University Hospital in Newark formally accepted and announced the receipt of a Trauma Recovery Center (TRC) grant through the New Jersey Office of the Attorney General. The award of approximately $1.5 million to the collaborative partnership with Rutgers New Jersey Medical School (Rutgers NJMS), will help fund the hospital’s TRC program through March 2022.
The University Hospital-Rutgers NJMS partnership was one of four New Jersey TRCs selected for this grant. All four TRCs are located in underserved areas of the state. Dr. Erin Zerbo, a psychiatrist with Rutgers NJMS, will lead the TRC. Under the grant criteria, the University Hospital-Rutgers TRC will be derived from the proven University of California San Francisco (UCSF) Trauma Recovery Center model. The founder of this model, Dr. Alicia Boccellari, Director of Special Programs at the UCSF TRC, will provide advice and training for each of New Jersey’s centers.
Trauma Recovery Centers provide outreach and assistance to crime victims who typically are unable to access traditional health services, including the chronically mentally ill, immigrants/refugees, people with disabilities, members of the LGBTQ community, people of diverse ethnicity or origin, or those who lack housing. Service is provided to members of these populations who are survivors of violent crimes, including sexual assault, domestic violence, battery, crimes of violence (shootings, gang violence, and other forms of community violence), vehicular assault, and human trafficking.
Crime victims need protection, specifically crime victims who lack access to the services they need most. Emotional and physical harms suffered by victims traditionally run deep, and in many cases remain long after the original crime. In the aftermath of the crime, victims traditionally feel angry, paralyzed with fear, hopeless and overwhelmed.
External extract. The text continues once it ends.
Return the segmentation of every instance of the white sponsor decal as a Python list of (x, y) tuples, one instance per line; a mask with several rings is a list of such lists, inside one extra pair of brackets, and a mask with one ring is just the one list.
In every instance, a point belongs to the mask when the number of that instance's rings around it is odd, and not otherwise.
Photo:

Others need continued medical care, safer housing, access to social services, and help navigating the criminal justice process as a victim.
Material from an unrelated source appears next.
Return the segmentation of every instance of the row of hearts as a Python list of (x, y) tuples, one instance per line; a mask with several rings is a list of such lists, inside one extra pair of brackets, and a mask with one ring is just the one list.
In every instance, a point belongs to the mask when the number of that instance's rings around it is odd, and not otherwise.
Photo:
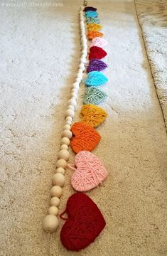
[[(84, 11), (87, 18), (97, 16), (94, 7), (85, 7)], [(106, 82), (107, 78), (104, 79), (101, 75), (102, 74), (97, 70), (89, 73), (85, 80), (86, 85), (99, 86)], [(95, 88), (92, 88), (94, 91)], [(86, 94), (87, 95), (87, 91)], [(90, 152), (100, 139), (100, 135), (93, 127), (102, 123), (107, 114), (102, 108), (92, 104), (83, 106), (81, 114), (83, 115), (83, 122), (75, 123), (71, 127), (73, 137), (70, 144), (76, 153), (79, 152), (75, 158), (77, 169), (72, 176), (71, 181), (76, 191), (87, 191), (98, 186), (107, 176), (101, 161)], [(92, 148), (90, 147), (90, 145)], [(83, 149), (87, 149), (87, 151), (82, 151)], [(88, 246), (106, 225), (97, 205), (82, 193), (75, 193), (68, 198), (65, 212), (68, 213), (69, 219), (62, 228), (60, 238), (63, 245), (70, 250), (80, 250)]]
The TRC model emphasizes a prevailing attitude of “cultural humility” on the part of staff, as well as an awareness that a victim’s culture and identity may affect his or her views on being a victim and receiving mental health treatment. Once in care, support services include individual and group treatment, medication management, substance use treatment, case management and assertive outreach. Patients are provided access to a complete multidisciplinary staff of clinicians including a clinical director, social worker, psychologist and psychiatrist. Mental health services and case management are delivered through a single point of contact.
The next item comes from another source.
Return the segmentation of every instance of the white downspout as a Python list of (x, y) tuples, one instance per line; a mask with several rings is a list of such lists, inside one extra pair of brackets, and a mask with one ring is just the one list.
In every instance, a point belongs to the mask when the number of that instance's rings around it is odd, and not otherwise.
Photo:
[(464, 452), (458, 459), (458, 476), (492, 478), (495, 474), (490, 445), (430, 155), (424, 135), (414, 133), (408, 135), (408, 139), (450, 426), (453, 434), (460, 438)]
University Hospital’s grant application, and the other successful grant applicants, included previous experience in delivering trauma-related mental health services to survivors of violent crime from underserved communities, and a willingness to provide flexible, client-centered, innovative and multi-disciplinary care to survivors.
“This grant will help some of our city’s most vulnerable people – folks who have experienced various types of trauma in their lives,” said Shereef Elnahal, MD, MBA, president and CEO of University Hospital. “As one of Newark’s anchor institutions, we are always trying to move further upstream and attack the social root causes of our community’s health problems.”